I was planning on removing this strange piece of closet. Then just priming and painting, maybe a light green or blue/green. Then carpet. Any ideas, maybe a backing on the wall?


----------



## nealtw (Sep 10, 2012)

Before you get to exited for paint up there, You will want to check what he did with insulation and venting. The sloped part of the ceiling is often a problem. That part of the rafters should have been made to be 8" deep so you could have 6" insulation and   1 1/2" air space between insulation and roof sheeting.


----------



## bryce (Sep 11, 2012)

Hi Neal, yes i am a bit confused as what to do. I want to get this room done first so i have somewhere to sleep and put my stuff.

On the other side of the room a piece of the gypsum board is not quiet connected and i could looking in - it is black as in no insulation. 
Should i pull off some of the gypsum board and check it? What i assume is he put some of that polystyrene and some space and then would be the old roof and outside the metal.
There are vents all along on the outside of the roof on both sides.

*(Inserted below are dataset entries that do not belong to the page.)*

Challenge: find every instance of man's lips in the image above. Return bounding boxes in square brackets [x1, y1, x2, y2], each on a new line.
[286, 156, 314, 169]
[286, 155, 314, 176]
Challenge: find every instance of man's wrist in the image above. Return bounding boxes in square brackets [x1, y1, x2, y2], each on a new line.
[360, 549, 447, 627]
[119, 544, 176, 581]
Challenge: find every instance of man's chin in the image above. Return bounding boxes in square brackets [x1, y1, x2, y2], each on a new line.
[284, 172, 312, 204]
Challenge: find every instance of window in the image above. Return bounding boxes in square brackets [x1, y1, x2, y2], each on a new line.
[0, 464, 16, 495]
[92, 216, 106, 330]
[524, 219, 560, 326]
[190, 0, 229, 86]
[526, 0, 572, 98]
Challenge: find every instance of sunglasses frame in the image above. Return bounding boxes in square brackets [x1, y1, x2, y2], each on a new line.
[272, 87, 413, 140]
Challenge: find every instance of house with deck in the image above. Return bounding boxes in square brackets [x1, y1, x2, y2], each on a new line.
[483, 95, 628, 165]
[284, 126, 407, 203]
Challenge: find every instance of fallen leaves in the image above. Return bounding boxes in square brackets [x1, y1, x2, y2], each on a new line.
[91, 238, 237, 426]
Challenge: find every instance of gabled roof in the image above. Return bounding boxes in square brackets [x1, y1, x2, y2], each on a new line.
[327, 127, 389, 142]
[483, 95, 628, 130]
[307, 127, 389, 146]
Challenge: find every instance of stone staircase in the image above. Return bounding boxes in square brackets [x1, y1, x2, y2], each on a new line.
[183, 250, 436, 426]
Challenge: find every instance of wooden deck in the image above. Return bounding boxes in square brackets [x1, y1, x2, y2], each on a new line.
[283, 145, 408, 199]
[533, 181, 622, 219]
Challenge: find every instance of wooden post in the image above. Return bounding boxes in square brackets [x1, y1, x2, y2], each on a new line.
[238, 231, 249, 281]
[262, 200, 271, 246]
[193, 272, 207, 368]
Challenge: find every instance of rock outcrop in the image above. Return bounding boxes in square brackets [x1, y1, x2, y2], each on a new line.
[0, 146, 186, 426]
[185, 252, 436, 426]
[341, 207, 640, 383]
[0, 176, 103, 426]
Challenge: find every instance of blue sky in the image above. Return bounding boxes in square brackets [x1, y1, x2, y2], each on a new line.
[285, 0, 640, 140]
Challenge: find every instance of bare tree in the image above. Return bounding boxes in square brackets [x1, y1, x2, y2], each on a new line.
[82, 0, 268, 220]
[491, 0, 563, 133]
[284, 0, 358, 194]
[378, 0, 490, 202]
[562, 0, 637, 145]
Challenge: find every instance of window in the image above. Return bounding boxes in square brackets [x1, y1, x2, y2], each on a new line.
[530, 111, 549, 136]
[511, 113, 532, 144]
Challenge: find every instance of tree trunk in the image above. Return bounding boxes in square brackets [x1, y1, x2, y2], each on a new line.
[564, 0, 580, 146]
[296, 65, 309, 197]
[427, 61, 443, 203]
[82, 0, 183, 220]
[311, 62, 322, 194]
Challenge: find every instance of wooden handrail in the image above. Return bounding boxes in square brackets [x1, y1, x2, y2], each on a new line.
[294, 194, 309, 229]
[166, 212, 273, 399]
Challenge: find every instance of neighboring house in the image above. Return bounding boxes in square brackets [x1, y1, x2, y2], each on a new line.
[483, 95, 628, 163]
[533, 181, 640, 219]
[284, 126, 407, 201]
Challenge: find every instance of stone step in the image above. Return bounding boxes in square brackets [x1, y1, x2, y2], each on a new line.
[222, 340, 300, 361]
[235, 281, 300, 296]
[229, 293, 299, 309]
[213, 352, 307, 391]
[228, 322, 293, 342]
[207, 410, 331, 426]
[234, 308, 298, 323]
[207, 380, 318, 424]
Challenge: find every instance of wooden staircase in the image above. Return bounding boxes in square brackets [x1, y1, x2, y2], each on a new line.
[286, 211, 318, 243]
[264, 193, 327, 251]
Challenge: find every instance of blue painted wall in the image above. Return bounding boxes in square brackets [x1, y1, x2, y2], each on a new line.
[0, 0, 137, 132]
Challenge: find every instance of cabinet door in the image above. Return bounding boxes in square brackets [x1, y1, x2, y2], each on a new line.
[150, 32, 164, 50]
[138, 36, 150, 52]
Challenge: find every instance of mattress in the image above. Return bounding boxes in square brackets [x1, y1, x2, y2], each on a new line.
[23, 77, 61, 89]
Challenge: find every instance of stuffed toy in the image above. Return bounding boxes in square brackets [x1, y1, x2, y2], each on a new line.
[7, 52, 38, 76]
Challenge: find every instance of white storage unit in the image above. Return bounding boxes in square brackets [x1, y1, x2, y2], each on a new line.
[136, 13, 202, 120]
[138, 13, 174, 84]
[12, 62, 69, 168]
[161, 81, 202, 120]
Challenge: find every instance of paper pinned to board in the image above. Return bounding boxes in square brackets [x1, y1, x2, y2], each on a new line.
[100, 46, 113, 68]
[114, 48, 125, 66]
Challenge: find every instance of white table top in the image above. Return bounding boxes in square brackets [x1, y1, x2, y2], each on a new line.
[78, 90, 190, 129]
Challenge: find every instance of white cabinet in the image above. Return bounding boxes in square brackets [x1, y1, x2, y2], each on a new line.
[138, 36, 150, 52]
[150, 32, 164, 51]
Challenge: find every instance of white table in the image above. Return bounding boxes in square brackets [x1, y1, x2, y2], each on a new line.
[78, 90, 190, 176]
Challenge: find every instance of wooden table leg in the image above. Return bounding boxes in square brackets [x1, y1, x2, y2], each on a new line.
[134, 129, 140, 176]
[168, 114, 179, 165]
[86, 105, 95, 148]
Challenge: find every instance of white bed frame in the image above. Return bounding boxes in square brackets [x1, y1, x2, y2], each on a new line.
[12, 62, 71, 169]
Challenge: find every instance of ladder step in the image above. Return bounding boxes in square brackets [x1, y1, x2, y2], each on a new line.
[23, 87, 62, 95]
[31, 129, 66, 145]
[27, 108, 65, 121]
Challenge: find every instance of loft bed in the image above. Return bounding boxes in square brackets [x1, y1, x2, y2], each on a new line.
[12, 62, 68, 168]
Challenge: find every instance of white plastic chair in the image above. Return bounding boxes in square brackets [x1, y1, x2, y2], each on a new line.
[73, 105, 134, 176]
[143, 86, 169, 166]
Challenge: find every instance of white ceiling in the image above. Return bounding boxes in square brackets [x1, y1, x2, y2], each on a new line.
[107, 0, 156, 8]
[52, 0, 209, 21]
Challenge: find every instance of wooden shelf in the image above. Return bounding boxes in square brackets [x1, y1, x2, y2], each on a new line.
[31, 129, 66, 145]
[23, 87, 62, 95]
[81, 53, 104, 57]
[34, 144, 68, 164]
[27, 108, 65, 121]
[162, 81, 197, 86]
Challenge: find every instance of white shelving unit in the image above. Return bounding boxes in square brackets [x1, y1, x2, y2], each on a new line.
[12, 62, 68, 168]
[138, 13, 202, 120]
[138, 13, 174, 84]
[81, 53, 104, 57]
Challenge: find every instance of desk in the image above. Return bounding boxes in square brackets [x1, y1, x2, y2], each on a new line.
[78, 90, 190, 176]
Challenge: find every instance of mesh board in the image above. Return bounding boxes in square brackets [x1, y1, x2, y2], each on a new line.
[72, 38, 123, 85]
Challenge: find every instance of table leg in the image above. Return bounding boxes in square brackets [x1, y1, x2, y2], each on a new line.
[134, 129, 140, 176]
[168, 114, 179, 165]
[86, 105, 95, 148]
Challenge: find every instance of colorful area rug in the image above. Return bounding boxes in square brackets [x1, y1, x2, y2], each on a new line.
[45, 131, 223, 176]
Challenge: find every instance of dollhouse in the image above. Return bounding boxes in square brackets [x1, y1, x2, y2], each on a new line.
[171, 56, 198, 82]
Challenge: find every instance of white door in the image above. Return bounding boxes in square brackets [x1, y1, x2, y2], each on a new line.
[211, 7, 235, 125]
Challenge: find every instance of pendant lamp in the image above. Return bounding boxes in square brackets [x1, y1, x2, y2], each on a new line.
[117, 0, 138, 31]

He also says i should not cover the front eves draught and put a vent there as well.
So would the infragun reader tell me the story? Should i poke holes or tear out?
Again i'm confused because what i understood is that if get insulation blown, the sticky chemical stuff, is that the it wouldn't need air spaces? That what i seem to read anyways.
Should i get a guy to blow the chemical insulation in the walls first? I though the air would between the metal rood and the old roof and this knee wall is another foot or two that could be complete filled in?


----------



## nealtw (Sep 11, 2012)

I am not sure about foam as I haven't used it for attics. This picture will show what I am used to but I think ridge vents or box vent are better that gable vents.


----------



## bryce (Sep 19, 2012)

Yup this is right way to do it. I going to forget the spray foam idea and create and entrance hole to the knee joins and line with roxal as in the left of the diagram.


----------



## mathewanderson (Jan 17, 2014)

Wow, Thats nice, It seems that your room will be perfect. i like the curved window most.


----------